Getting employees to take action—to assess their current situation, review their current elections, sign up for their benefits, or read and understand how new regulations will affect them—requires communications that not only inform but change a perception or behavior. This requires a well-thought-out, documented plan outlining who needs to hear what information, when throughout the year, and what channels will be used to convey that information.
It’s always been crucial for employers to deliver benefits information in a variety of formats (making sure everyone gets the information they need in the way that makes the most sense to them increases the chances that they’ll use it ), but the pandemic has taken a non-negotiable omnichannel approach. With many workforces now remote or hybrid as a result of the pandemic, traditional means of employee engagement (e.g. office posters, on-site meetings, information packages left on desks) are much less effective . To engage workers in this new era, brokers should work with employers to integrate digital tools such as virtual benefits fairs, dedicated benefits sites, virtual 1:1 meetings or calls with health educators. benefits, plus texts, emails, and social media posts in their mix. of resources.

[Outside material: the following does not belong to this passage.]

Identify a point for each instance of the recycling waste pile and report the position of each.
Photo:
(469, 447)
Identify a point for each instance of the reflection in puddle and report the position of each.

And while some employees may prefer to take the materials and learn at their own pace, opportunities to speak one-on-one with benefits experts are invaluable in motivating employees to take action. Many employees won’t be forced to rethink their benefits if they’re just looking at static resources (eg, an email or brochure), but a conversation with someone who can distill that information for them and suggest alternatives might do it.
The role of brokers has never been more critical in helping employers design benefits strategies that not only reduce costs, but also attract and retain top talent. Whether it’s preventing employees – and, by extension, their employers – from overspending on coverage and care, educating employees on benefits basics, or promoting educational and advocacy resources In an increasingly digital and fragmented work environment, brokers must leverage their expertise and resources to meet the ever-changing needs of their clients.
Kim Bucky is Vice President of Client Services at DirectPath.